Shahjehan: What are your goals and plans for this year?
Hassan: One of my goals before the end of the year is to hit 100K subscribers on YouTube. I'm currently sitting at 86K. I was racing with Shah-Ameer (Shimmerwali) actually. He was at like 50k [subscribers] and I was at 70K and we were racing to get to 100K. Out of nowhere, his videos just [blew] up. He's about to [reach] his 100K subscriber milestone soon, which is crazy because he was below me and now he's all the way up there.
I [also] want to hit around 40 or 50 million more views on TikTok before the end of the year. I think it's doable if I just put my mind to it. [I want to reach] 1.5 million [followers] on TikTok and 100K subscribers on YouTube.
I want to lose some more body fat physically as well.
Shahjehan: You made me think of another question. Do you and friends like Shah-Ameer support each other? Is it healthy competition?

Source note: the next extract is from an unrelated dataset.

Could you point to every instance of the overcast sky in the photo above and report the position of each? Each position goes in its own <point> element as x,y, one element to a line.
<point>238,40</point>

Hassan: One hundred percent. [Shah-Ameer and I] are really close friends. [He] started [making] content way before me, [and] I actually used to watch his videos when he was Rwnl Pwnl. I used to watch him when I was a teenager on my YouTube feed.
It's a very friendly competition … We're always giving each other tips on how to do things. When you are creating content … you want to put yourself in a position with like-minded people because … it motivates you to … get off [your] butt and start doing work. Shah-Ameer’s work ethic is really good. It's insane. And when I see him do well, I want to do well.
Shahjehan: Who are other creators that inspire you?
Hassan: When I was a kid, it was definitely FouseyTube. I loved watching his content. He used to do these Middle Eastern skits that were hilarious.
There wasn't a lot [of Muslim content when I was] growing up. FaZe Apex is one of them, he's the one of the owners of FaZe Clan.
[Of the] people that are doing a good job, definitely a lot of them are on TikTok now that are my friends — GoldenGully, GoldenBalance, other TikTokers. Just seeing them do well and doing it in a space where it's not really seen as a proper career path in our culture is [like], "Wow, we're here for each other." If our community is not behind us, at least we're there for each other.